|Brandeis University||Physics 29a|
|Fall 2016||Kevan Hashemi|
Note: You may derive all necessary equations outside the laboratory sessions (see Parts 4 and 5).
Part 1: Construct the following circuit. Use your function generator to generate a square wave for X. Use 10 kΩ for R1 and a photo-resistor for R2. Its resistance decreases as we shine light upon it.
Connect a ×10 probe to X and display X on your oscilloscope. Use a function generator to apply a 10-kHz, 0-5 V square wave to X. For what fraction of the period is the square wave at its high-level voltage? This fraction is the duty cycle of the square wave. Adjust the duty cycle to 50%. With another ×10 probe, display Y. Measure the amplitude of Y with the photo-resistor in light and dark. What is the resistance of the photo-resistor in light and dark?
Part 2: Construct the following circuit. Use 1 kΩ for R and choose C to give RC ≈ 100 μs.

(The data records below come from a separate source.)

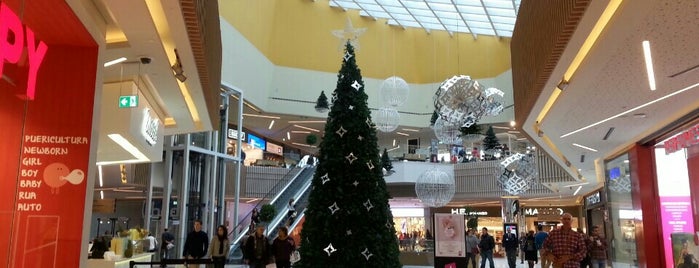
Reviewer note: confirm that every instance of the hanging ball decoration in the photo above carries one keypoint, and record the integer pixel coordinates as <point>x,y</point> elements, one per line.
<point>462,101</point>
<point>394,91</point>
<point>446,132</point>
<point>621,184</point>
<point>386,119</point>
<point>435,188</point>
<point>516,174</point>
<point>494,98</point>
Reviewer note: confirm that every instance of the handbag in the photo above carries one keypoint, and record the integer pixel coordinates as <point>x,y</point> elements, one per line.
<point>295,256</point>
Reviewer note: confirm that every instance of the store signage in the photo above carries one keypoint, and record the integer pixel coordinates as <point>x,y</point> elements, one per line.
<point>275,149</point>
<point>149,129</point>
<point>11,26</point>
<point>462,211</point>
<point>130,101</point>
<point>543,212</point>
<point>682,140</point>
<point>233,134</point>
<point>593,199</point>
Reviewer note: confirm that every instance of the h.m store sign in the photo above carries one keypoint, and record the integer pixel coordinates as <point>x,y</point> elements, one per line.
<point>12,45</point>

Drive X with a 100-Hz square wave and sketch the rising and falling edges of Y. How long does it take Y to move through 63% of its full range after one of the square wave edges? This is the rise time of Y. Increase the frequency to 1 kHz. What is the amplitude of waveform on Y? Sketch one complete cycle of this waveform. Do the same at 10-kHz. Is there any difference between the response of your circuit and a 10-kHz sine wave?
Part 3: Continuing Part 2, choose C for RC ≈ 1 μs. Sketch the rising edges of X and Y and measure their rise times. Does the rise time of Y agree with your calculation? What does the rise time of X imply about the maximum frequency square wave the function generator can produce?
Part 4: Consider the following ciruit. In your laboratory notebook, derive an equation for the step-response of Y. You may assume all currents and voltages are zero before the step, and no current leaves the circuit through the Y output.
Construct the circuit with 10 mH for L and 1 kΩ for R. Calculate the time constant of the step response for these values. Apply a 100-Hz square wave to X and sketch the step responce of Y, marking amplitude and fall time. Change R to 100 Ω. Sketch and measure Y again. Try to understand any significant difference between your measurements and your calculations.
Part 5: Consider the following circuit for the special case R1 = R2 = R and C1 = C2 = C. In your laboratory notebook, derive an equation for the step response of Y.
Build the circuit with R1 = R2 = 1 kΩ, and C1 = C2 = 10 nF. Sketch the step response of the circuit. How does your measurement compare to your calculation?
Part 6: Build the following circuit with L = 10 mH, C = 10 nF, and R1 = R2 = 1 kΩ.
Measure the step response at Y. Why does the step response overshoot its final value?